IN PURSUIT OF GOTHAM: The Commerce and Culture of New York

By

Pub Date: May 7th, 1992
Publisher: Oxford Univ. Press

Ten sprightly yet scholarly essays on the interplay between N.Y.C. and such elements of ""commercial culture"" as vaudeville, Tin Pan Alley, and the sports pages. Taylor (History/SUNY at Stony Brook) defines ""commercial culture"" as the stage in which ""producer and consumer collaborate in the shaping of a cultural form""--in other words, an intermediate stage (e.g., vaudeville) between ""street culture"" (e.g., a crowd watching an organ grinder) and ""mass culture"" (e.g., network TV entertainment).

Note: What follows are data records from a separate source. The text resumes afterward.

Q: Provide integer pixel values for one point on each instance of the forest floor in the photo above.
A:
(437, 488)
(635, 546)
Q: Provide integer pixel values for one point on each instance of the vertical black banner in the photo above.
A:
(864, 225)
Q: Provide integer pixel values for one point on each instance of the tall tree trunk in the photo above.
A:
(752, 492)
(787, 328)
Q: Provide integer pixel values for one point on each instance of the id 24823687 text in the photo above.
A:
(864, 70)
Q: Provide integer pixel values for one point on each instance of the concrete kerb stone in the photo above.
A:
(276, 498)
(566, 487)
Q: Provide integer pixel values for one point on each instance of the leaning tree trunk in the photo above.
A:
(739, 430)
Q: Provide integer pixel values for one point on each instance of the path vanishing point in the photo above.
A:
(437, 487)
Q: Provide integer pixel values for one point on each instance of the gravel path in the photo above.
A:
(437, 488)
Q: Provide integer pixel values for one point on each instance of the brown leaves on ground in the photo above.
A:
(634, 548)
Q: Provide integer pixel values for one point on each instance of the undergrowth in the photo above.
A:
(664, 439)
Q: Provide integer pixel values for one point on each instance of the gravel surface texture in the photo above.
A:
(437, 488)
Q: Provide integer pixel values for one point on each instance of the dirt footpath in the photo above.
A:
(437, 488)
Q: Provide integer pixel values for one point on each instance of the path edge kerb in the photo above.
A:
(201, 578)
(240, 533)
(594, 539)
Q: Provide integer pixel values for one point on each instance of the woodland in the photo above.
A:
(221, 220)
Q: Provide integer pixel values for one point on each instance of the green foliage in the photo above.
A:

Its flowering occurred in N.Y.C. between 1880 and 1920, says Taylor, who illustrates his premise with a wealth of colorful and pertinent anecdotes involving such New Yorkers as socialist Emma Goldman, photographers Alfred Stieglitz and Edward Steichen, architect Napoleon LeBrun, and gossip columnist Walter Winchell. Two of the longer essays are devoted to H.L. Mencken and Damon Runyon, the former ""an inveterate poseur,"" the latter ""reticent, even taciturn."" Taylor also has interesting things to say about the pervasive misogyny of the New York journalists of the period, and he draws attention to the impact that the ""liberation"" of women had on commercial culture in the form of department stores, ""tea dances,"" and theater matinees. In an especially amusing vignette, the author points out that temperance advocates in the early 1900's favored the building of ""comfort stations"" throughout the city as a means of discouraging men from entering saloons to use the ""facilities"" and remaining to hoist a pint or two. Occasionally repetitious, but, overall, a freshly observed and stimulating look at an underappreciated facet of the Big Apple.